APPLICATION DE LA NORME DE CONTRÔLE À LA DÉCISION DE LA COMMISSION

[17]       S'agissant de l'analyse que fait la Commission du témoignage de M. Mile, la Commission a d'abord trouvé que M. Mile ne faisait que des suppositions lorsqu'il affirmait que l'assassin de son ami était un membre du Parti socialiste. Cependant, M. Mile a dit dans son témoignage que son ami avait été tué et traîné par une voiture à travers un village et que quelqu'un qui connaissait l'assassin l'avait informé que l'assassin appartenait au Parti socialiste.

[18]       La Commission a constaté les contradictions suivantes entre le témoignage de M. Mile et son FRP :

            -            M. Mile n'avait [traduction] « pas reçu le plus de coups » , ce qui est différent d'une absence de coups;

            -            le point de savoir si les ravisseurs s'étaient adressés seulement à M. Mile, ou à la fois à M. Mile et à son père; et

            -            le point de savoir si les ravisseurs, voulant plus d'argent, avaient adressé leurs exigences directement à M. Mile ou plutôt à son père (prié d'expliquer cette contradiction, M. Mile avait répondu que les ravisseurs s'étaient adressés à lui-même et à son père. La Commission ne s'est pas exprimée sur cette explication).

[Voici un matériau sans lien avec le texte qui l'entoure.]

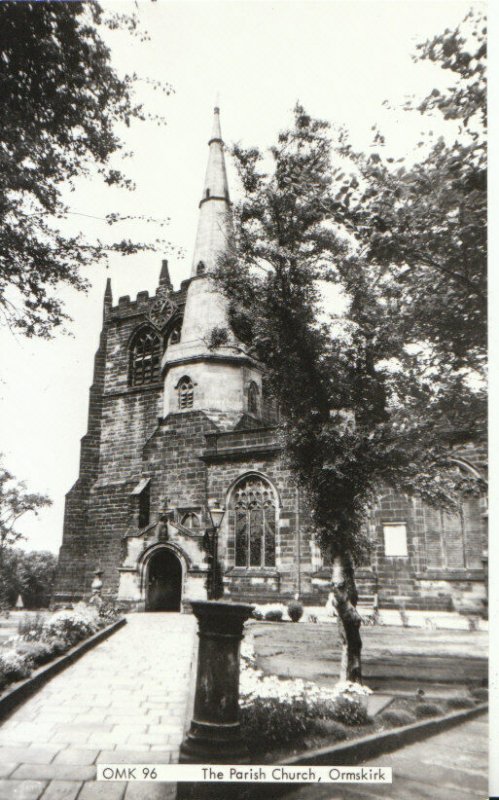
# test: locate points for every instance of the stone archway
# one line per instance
(164, 581)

Les contradictions susmentionnées concernaient surtout des points de détail plutôt que des incohérences au sens propre. La Cour a maintes fois rappelé que la Commission doit éviter de se livrer à un examen microscopique des questions accessoires. Ce ne sont pas toutes les contradictions ou invraisemblances du témoignage d'un demandeur d'asile qui peuvent raisonnablement autoriser la Commission à dire que ce témoignage n'est globalement pas crédible.

[19]       Au vu de la preuve qu'elle avait devant elle, la Commission s'est livrée à des conjectures lorsqu'elle a dit que beaucoup de gens en Albanie possèdent un appareil radio émetteur-récepteur, ajoutant : « Le tribunal a le sentiment que plusieurs criminels munis d'équipements hautement sophistiqués utilisent des postes émetteur-récepteur par mesure de sécurité afin de pouvoir signaler tout danger imminent. »

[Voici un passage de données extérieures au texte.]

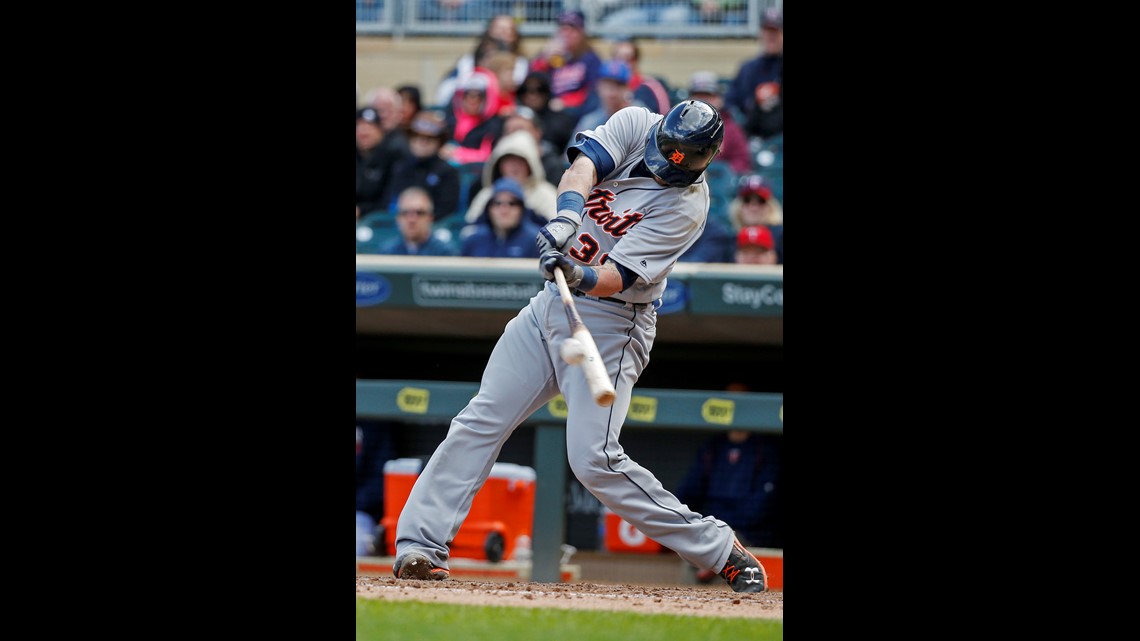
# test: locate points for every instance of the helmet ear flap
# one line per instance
(682, 145)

[20]       Il n'était pas manifestement déraisonnable pour la Commission de juger invraisemblable que les ravisseurs de M. Mile, qui avaient enlevé M. Mile pour obtenir une rançon, finissent par le libérer avant d'obtenir paiement de la rançon. Cette conclusion s'accorde pleinement avec la logique et le bon sens.

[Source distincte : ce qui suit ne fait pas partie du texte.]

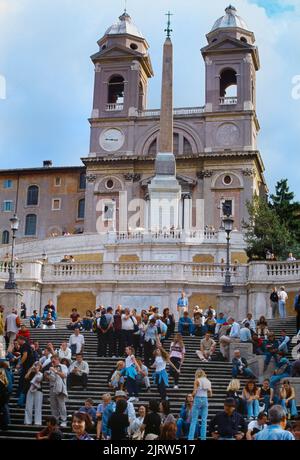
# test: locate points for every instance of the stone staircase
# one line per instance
(218, 372)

[21]       Les deux coupures de presse ont été repoussées par la Commission après que celle-ci eut relevé que, selon certaines sources, il est facile de soudoyer un journaliste pour qu'il fasse circuler une fausse nouvelle dans presque n'importe quel journal albanais. Toutefois, ce n'est pas pour cette raison que les coupures de presse ont été repoussées. La Commission a plutôt jugé qu'il s'agissait de falsifications, parce que les articles étaient rédigés en des caractères qui n'étaient pas les mêmes que ceux de certains autres articles (mais pas tous) figurant dans le journal et parce que, selon elle, certaines lettres de certaines phrases étaient tronquées. Cette dernière conclusion était une conclusion erronée. Un examen du texte d'autres articles montre que les présumés fragments de mots (par exemple « e » , « qe » et « do » ) se trouvent ailleurs dans des textes complets et ne sont donc nullement des fragments. Au vu des photocopies des articles qui apparaissent dans le dossier du tribunal, il n'est pas évident que l'emploi de caractères différents soit révélateur d'une falsification plus que d'une pratique éditoriale. Les journaux originaux compris dans la preuve présentée à la Commission n'ont pas été soumis à la Cour.

[22]       Le certificat signé par M. Dardha, qui confirmait les antécédents politiques de M. Mile, sa candidature, son enlèvement et la raison qu'il avait de quitter l'Albanie, certificat qui portait le timbre du parti, a été repoussé par la Commission parce qu'il avait été préparé après que M. Mile eut quitté l'Albanie, et dans le dessein d'appuyer sa demande d'asile. Cela ne suffit pas cependant à rendre fausse l'information figurant dans le certificat. L'article 7 des Règles de la Section de la protection des réfugiés (les Règles), DORS/2002-228, prévoit que le demandeur d'asile doit produire des documents acceptables propres à établir les éléments de sa demande. Si des documents acceptables ne sont pas produits, le demandeur d'asile doit expliquer pourquoi ils ne l'ont pas été et quelle mesure il a prise pour s'en procurer. Eu égard à cette obligation, il était à mon avis abusif pour la Commission de repousser un document au seul motif qu'il avait été obtenu pour appuyer une demande d'asile.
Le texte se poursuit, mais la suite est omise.